Cherreads

Chapter 74 - chapter 74

Emberholt Veiled

The wind that greeted Alaric and Mira on the outskirts of Emberholt was bitter and dry, a breath from old stone and older blood. The city was nestled within a split ridge, its walls dark with soot and its gates choked with silent travelers. Once a thriving trade citadel, Emberholt now simmered under something colder—something watching.

They left their mounts beneath a broken aqueduct and approached the city on foot, cloaks drawn and hoods deep. Mira walked with measured steps, her fingers brushing the iron glyph-threads stitched into her robe—silent wards that trembled faintly as they neared the threshold. Alaric walked beside her, calm and wolf-still, but his eyes scanned every rooftop, every alley, every shift in the scent of the air.

No sentries challenged them. No guards inspected their passage. The gates hung open—not in invitation, but abandonment.

Inside, the streets were half-empty, though eyes peered from behind drapes and lattice. The people who dared the roads moved fast, heads down, carrying bundles, not commerce. Emberholt was not conquered—but it feared something.

"Too quiet," Mira whispered.

"I can smell it," Alaric murmured. "Something else breathes here."

They reached the central quarter as bells tolled a strange pattern—not time, not ritual. A warning. From the stone steps of the high library, a preacher stood shouting fragmented verses. His eyes were white. Not blind—burned.
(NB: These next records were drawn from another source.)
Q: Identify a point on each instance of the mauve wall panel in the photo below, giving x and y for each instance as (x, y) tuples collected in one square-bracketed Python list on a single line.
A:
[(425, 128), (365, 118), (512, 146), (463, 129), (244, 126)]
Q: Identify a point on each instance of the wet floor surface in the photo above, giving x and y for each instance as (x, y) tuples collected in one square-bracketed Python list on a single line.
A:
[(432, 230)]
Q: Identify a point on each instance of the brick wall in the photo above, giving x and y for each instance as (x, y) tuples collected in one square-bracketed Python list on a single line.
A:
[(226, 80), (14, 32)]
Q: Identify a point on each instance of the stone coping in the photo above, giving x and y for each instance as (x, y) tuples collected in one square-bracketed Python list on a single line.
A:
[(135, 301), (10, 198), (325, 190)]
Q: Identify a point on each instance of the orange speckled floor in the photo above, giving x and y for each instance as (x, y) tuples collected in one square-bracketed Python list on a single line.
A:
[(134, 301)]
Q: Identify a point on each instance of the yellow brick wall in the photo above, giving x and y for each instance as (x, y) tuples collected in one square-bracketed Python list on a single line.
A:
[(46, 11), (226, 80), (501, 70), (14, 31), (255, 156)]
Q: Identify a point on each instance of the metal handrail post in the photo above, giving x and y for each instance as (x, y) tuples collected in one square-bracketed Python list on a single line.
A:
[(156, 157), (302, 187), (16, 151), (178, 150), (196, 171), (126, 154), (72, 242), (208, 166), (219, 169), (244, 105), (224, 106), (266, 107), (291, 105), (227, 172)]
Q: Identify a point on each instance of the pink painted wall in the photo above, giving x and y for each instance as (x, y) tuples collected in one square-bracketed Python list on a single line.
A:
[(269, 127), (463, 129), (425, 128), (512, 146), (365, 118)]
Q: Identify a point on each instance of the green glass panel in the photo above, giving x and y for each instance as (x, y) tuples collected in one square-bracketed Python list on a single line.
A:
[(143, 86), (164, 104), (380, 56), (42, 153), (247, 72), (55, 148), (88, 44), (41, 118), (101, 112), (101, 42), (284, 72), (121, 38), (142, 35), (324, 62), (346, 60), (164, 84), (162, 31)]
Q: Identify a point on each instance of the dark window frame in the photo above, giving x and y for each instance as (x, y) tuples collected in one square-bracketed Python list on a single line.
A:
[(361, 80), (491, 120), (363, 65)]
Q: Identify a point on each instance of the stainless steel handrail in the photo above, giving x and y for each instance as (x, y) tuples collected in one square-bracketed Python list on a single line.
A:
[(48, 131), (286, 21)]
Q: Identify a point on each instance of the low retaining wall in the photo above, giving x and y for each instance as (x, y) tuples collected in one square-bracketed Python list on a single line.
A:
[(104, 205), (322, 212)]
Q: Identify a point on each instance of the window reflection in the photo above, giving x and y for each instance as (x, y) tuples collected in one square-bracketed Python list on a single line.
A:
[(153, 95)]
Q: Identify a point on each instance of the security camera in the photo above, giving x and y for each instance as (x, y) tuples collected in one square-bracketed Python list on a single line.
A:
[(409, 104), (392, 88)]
"They walk again!" he cried. "You buried them beneath our bones, and now they come to collect! Your screams will not unmake the chains! The first failed walk—and they remember!"

Guards did not silence him. None approached.

Alaric and Mira exchanged a glance.

"This is the front," Mira said. "Even if the city doesn't know it."

Alaric nodded. "We find whoever still leads this place. We need to know what's already broken loose."

They slipped into the underlayers of Emberholt—through forgotten storm tunnels, along smuggler paths once used to move forbidden lycanthropic bloodstones. The deeper they went, the thicker the magic in the air became: not fresh spellwork, but ancient bindings unraveling.

In a catacomb chamber deep beneath the city's forge district, they found it.

A rift.

It pulsed in the dark—a vertical gash in the air itself, where light bent and whispered. Chains lay melted at its base. The ward-circle once carved around it was scorched, as if something inside had burned its way out.

And beside it, two bodies—still smoldering.

Neither human.

Their bones were wrong. Their mouths stretched back into jagged maws. Inhuman, but not beast.

"Protoforms," Mira said, voice strained. "Failed vessels. Flesh the Council tried to shape before they understood soulbinding."

Alaric crouched, hand near one. The heat still radiated.

"Whatever came out of here... didn't stay."

They heard it then—a scraping, low and distant, like talons dragging across stone far too wide to be anything living. Mira reached for Alaric instinctively.

"We need to warn them," she said.

"Who?" he asked. "These people? They're already paralyzed."

"No," she said, and her eyes glowed with sudden intensity. "The rebellion. Caelen. The outposts. They have no idea what's about to step into their nightmares."

Alaric straightened. His voice was iron.

"Then we bring the war to the thing before it spreads its shadow. If this is the Council's first move, we strike before the second."

Together they turned and vanished into the tunnels, leaving the cracked rift behind them.

Above, the sky began to bleed red with sunset, though no clouds stirred.

And far to the west, something monstrous watched them with eyes that had not opened in a thousand years.